In a recent article (Truth Magazine, March 9, 1972) I called attention to a meeting designed by A. C. C. for discussion of differences of more recent origin than those involved with the Christian Church. Brother Lemmons thought it good that no tape recordings of the meetings were being permitted. I suggested the possibility of, some who were engaged in the discussions being afraid to have what they said on permanent record. Brother James Adams suggested that I was judging motives. Actually I did not think it necessary to document my reason for such a suggestion. But Brother Adams has given us the proof of my suggestion. He tells us that Brother Thomas “said there were men of exceedingly unorthodox views who were sensitive about their presentations being tape recorded . . . in deference to their feelings and to induce them to appear and speak, it was considered advisable to ban tape recorders from the meeting” (Truth Magazine, March 9, 1972). Now that is just what I was suggesting all along. It still is “disconcerting” to me that brethren will agree to go into the lions den operating on the lions rules; it is downright dangerous; no impugning of or judging the motives of my brethren; but from a sense of concern for them, I expressed my observations.
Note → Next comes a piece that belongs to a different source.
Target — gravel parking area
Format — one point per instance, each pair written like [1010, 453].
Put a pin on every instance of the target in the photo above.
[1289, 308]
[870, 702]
For many years the proponents of premillennialism among brethren were not willing to have their views tested in the open. They averred that they did not preach on it from the pulpit, and most did not wish to engage in public debate. They wanted to do their work in private. It is now clear that some of the proponents of “exceedingly Unorthodox” views of today want to do their work under the cloak of privacy or at least, of limited publicity.
There is a difference in a discussion with no arrangements made for publicizing it, and in planning that it cannot be publicized. Certainly, this writer has engaged in many discussions with no publicity given them, but he does not intend willingly to walk into a trap where he agrees that a discussion of public doctrinal differences cannot be made public. Once again, I neither impugned nor judged the motives of my brethren who were engaged in these discussions; I did express concern and warning. Brother Adams documentation of the reason for the rule against recording the meetings is appreciated by me, for it shows the very thing I questioned.